The German Bishops Conference (DBK) has voted to update its labour rules. Now, it will no longer be concerned about certain aspects of its workers’ private lives.
Until now, employees of Catholic institutions in Germany could lose their jobs if they were openly in a same-sex partnership or remarried after a divorce.
The change means no one need fear dismissal for those reasons.
Before the change can come into force, however, each of Germany’s 27 dioceses must write the measure into their labour laws. That may take take a few months.
The country’s various Catholic institutions employ 800,000 employees.
“Explicitly, as never before, diversity in church institutions is recognised as an enrichment,” the DBK says.
“All employees can, independently of their concrete duties, their origin, their religion, their age, their disability, their sex, their sexual identity and their way of life,” be representatives of a church that “serves people”.
“So long as they bring a positive attitude and openness toward the message of the Gospel [and] respect the Christian character of the institution,” it said when announcing the change in labour law.
A two-thirds majority of the DBK supported the amendment.
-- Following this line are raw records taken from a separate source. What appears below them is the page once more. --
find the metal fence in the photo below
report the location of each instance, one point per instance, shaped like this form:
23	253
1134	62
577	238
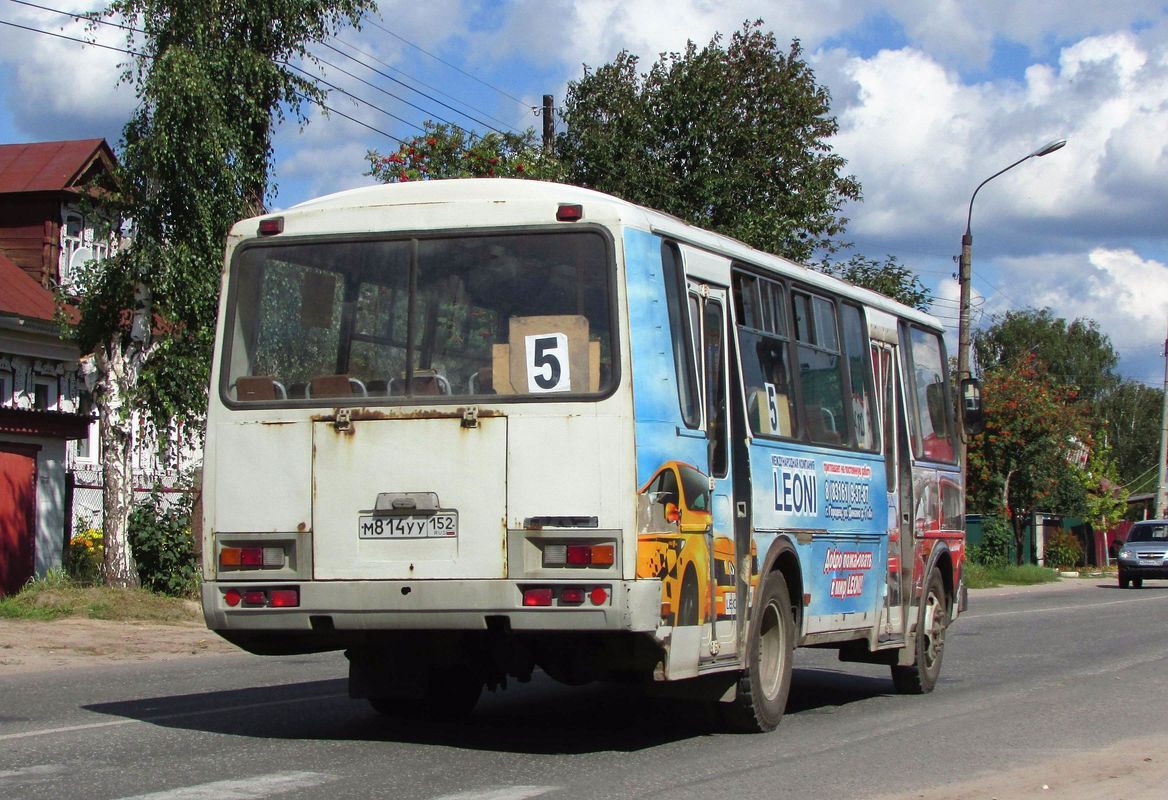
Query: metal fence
87	494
The change agreed last Tuesday, came almost a year after 125 Church employees in Germany came out as queer together, in a protest to end discrimination.
The Central Committee of German Catholics said the move was “overdue,” while the German Catholic Women’s Community described the reform as a “milestone”.
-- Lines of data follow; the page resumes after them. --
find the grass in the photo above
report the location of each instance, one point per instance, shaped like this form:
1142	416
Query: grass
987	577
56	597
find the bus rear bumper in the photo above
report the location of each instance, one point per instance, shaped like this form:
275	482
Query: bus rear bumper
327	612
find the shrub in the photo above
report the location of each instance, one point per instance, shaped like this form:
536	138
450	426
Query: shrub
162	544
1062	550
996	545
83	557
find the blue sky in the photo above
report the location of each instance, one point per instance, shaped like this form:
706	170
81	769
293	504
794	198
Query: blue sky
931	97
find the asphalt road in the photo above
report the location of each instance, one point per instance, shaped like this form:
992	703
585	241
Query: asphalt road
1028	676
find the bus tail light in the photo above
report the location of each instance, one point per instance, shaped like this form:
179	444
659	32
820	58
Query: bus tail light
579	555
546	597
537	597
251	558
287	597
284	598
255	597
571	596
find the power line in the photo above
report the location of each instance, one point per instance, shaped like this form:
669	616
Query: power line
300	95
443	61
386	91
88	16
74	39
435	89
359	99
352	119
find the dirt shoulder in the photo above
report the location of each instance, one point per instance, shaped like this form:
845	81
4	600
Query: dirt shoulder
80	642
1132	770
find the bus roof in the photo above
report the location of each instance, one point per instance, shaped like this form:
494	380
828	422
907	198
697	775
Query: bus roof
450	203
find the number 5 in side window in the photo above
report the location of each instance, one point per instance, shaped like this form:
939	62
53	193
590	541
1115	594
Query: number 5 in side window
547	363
Christian Weisner from the advocacy group “We Are Church” welcomed the move but noted that it was “probably also due to the staff shortage”.
No way!
Not everyone’s happy with the labour rule changes.
Thomas Schüller, an expert on canon law, says the decision was “driven by the state labour courts”, which have for a long time taken precedence in questions of Church labour law with regard to personal lifestyle.
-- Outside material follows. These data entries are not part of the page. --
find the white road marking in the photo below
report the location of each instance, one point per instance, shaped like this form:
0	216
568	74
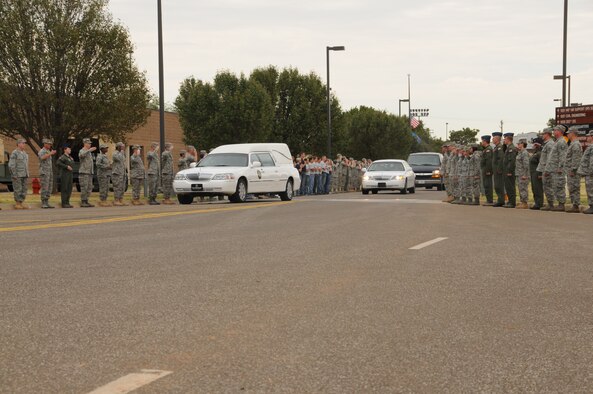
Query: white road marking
131	382
425	244
375	200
Father Nelson Medina, a Dominican priest who holds a doctorate in fundamental theology, has harshly criticised DBK president Bishop Georg Bätzing, who supports the gay agenda.
Medina says Bätzing’s pro-gay stance “is yet another belch of modernist heresy, which, like all great heresies, never really dies out completely”.
(Synodal Way champion Bätzing says he will not prevent the blessing of homosexual couples, something that occurred en masse in May of this year despite the explicit prohibition of the Dicastery for the Doctrine of the Faith.)
Father Juan Manuel Góngora, a Spanish priest who has more than 56,000 followers on Twitter, also disapproves of the change.
“Sin cannot be blessed,” he says.
“The bishop should go back to the seminary to study or go over to the Protestant Deformation and stop annoying people.”